A model notification form is provided in appendix III (see our extract in Dutch – French), mistakenly called “request form” in article 21 of the decree. As part of this notification, the study protocol and informed consent documentation must also be provided to the regulatory body, unless this documentation has already been approved by an EC under the Health and Safety Act. human experiments. In order to use the remaining samples in a performance study, informed consent from the patient must have been obtained at the time of sample collection according to the regulator. Sponsors must therefore provide famhp with proof that consent has been obtained.
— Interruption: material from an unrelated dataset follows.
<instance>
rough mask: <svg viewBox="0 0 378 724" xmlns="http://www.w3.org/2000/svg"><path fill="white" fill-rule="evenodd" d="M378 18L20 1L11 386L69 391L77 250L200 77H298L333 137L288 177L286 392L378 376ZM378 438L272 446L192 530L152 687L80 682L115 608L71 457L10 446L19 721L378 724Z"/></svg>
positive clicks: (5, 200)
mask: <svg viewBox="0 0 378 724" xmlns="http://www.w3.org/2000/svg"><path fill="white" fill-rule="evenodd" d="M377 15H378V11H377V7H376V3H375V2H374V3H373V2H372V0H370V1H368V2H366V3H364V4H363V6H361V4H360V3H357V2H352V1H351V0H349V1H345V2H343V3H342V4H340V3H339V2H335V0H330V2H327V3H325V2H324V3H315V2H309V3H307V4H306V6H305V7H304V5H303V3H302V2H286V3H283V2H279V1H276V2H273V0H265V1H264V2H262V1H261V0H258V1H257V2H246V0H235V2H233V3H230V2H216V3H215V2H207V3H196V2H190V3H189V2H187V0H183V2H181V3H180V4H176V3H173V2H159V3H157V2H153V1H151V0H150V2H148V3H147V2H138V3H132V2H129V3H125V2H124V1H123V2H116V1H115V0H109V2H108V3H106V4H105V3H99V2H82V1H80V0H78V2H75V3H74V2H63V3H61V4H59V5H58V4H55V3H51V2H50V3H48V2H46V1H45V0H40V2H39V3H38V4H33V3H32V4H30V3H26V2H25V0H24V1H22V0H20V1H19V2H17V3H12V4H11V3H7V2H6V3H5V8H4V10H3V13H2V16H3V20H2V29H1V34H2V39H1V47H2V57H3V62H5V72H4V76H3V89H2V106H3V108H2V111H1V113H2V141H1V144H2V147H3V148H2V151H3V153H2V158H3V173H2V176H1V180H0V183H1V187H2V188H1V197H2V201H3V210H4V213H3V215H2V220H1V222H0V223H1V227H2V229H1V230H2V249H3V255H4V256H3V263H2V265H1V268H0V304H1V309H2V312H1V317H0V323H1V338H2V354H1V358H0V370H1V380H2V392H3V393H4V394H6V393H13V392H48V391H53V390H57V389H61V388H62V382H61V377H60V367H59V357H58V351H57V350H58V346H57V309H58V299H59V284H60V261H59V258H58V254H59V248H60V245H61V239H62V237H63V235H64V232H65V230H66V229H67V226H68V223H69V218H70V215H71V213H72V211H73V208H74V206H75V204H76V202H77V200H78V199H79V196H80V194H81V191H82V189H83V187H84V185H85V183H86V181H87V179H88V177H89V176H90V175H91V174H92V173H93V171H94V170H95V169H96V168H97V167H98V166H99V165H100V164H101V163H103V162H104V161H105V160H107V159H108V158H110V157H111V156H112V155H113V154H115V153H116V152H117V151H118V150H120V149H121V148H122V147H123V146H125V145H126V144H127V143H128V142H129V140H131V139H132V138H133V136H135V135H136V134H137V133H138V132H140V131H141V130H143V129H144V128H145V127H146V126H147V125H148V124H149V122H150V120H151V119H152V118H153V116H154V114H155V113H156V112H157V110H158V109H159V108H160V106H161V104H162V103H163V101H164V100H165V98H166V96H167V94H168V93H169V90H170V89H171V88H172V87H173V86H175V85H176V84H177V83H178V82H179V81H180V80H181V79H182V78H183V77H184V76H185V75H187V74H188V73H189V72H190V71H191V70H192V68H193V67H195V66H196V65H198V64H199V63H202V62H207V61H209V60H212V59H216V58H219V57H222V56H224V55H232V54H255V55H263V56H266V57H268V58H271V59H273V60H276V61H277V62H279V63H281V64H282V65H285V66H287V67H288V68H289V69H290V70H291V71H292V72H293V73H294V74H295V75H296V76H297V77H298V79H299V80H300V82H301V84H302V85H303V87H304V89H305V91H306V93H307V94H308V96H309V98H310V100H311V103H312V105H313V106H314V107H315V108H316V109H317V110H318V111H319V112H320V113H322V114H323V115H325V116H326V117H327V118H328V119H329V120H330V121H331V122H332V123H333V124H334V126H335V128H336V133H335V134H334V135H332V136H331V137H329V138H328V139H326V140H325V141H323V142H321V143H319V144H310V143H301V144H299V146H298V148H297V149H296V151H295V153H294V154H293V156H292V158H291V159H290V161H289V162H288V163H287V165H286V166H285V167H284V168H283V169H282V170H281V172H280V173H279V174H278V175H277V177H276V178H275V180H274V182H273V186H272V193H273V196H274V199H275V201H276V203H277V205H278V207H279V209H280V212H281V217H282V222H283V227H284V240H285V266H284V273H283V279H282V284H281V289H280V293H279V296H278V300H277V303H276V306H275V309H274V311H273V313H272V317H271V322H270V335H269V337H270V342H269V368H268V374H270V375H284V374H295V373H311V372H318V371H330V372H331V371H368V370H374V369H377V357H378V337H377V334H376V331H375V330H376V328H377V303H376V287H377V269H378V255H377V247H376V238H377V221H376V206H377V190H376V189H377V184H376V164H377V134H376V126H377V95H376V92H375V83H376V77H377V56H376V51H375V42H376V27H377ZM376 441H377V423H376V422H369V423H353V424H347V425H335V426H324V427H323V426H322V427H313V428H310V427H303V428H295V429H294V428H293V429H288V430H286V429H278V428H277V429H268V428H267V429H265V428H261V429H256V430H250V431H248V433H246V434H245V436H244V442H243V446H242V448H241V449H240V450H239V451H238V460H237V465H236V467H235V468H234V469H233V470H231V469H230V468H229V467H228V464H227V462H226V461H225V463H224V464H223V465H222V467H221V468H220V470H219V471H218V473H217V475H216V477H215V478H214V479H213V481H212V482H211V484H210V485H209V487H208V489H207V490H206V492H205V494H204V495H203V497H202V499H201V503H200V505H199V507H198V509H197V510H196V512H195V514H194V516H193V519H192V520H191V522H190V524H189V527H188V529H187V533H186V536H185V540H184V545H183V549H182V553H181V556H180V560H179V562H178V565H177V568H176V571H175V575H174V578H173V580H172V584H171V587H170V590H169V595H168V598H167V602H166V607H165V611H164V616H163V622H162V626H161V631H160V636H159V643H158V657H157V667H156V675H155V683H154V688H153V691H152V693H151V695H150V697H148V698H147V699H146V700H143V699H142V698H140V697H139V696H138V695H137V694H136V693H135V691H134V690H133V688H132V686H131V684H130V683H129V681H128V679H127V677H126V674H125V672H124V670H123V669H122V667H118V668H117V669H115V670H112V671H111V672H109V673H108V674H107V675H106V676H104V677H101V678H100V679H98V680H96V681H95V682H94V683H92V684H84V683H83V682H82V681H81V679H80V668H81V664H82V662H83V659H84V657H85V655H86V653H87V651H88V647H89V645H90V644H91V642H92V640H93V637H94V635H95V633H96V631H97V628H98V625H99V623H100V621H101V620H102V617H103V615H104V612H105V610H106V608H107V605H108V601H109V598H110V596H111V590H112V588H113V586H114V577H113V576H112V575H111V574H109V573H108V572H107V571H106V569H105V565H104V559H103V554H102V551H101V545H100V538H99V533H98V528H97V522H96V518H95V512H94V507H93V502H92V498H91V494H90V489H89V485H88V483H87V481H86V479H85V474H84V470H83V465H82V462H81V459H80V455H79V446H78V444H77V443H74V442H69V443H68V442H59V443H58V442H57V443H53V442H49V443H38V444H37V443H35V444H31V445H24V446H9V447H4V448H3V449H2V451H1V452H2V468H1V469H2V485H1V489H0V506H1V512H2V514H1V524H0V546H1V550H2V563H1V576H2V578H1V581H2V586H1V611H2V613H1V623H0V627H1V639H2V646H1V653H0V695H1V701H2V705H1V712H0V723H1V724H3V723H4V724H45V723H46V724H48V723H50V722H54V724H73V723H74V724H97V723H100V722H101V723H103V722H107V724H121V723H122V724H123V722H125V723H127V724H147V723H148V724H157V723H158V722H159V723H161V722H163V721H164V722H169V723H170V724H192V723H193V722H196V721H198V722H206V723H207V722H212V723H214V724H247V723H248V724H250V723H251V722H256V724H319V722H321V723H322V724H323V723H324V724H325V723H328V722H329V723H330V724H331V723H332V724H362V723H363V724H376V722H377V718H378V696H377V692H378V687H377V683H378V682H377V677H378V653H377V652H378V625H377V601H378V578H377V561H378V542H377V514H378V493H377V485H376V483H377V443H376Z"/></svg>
Substantial changes to the above studies are generally subject to notification to famhp and review by the EC. This means that the famhp is also involved, for example, in the examination of substantial modifications of the PMPF studies mentioned above with the EC; the two bodies are responsible for examining the appropriateness of the modifications in accordance with appendix Ib of the decree (see our excerpt in Dutch – French).
A certain number of corrective measures can be taken by the famhp in collaboration with the Ministry of Health when non-conformities are identified. These range from requests to change any aspect found to be non-compliant, to suspending or stopping performance studies, to revoking relevant permissions, where applicable. The decree specifies the applicable procedure and the rights of the sponsors, in particular that of expressing themselves before a measure is taken.
Commentary by Osborne Clarke
The two new decrees aim to solidify the Belgian regulatory framework in the post-MDR/IVDR era. Although labeled as IVD-specific legislation, it was partly used to align national legislation with a number of MDR changes and requirements that are not specific to IVD companies, months after the May 2021 deadlines. and May 2022. The old legislation enacted before the MDR/IVDR coexists with these new requirements in a disparate but extremely dense regulatory framework where local specificities and the implementation of the EU acquis merge. This configuration should encourage companies active in the local market to monitor their steps in the construction of their regulatory strategy. Delays in the implementation of EU regulations and inconsistencies between updated rules and the regulator’s website support this recommendation. Belgium is one of the top 10 countries in the European IVD market and in the medical device market (MedTech Europe, The European Medical Technology Industry in figures 2022).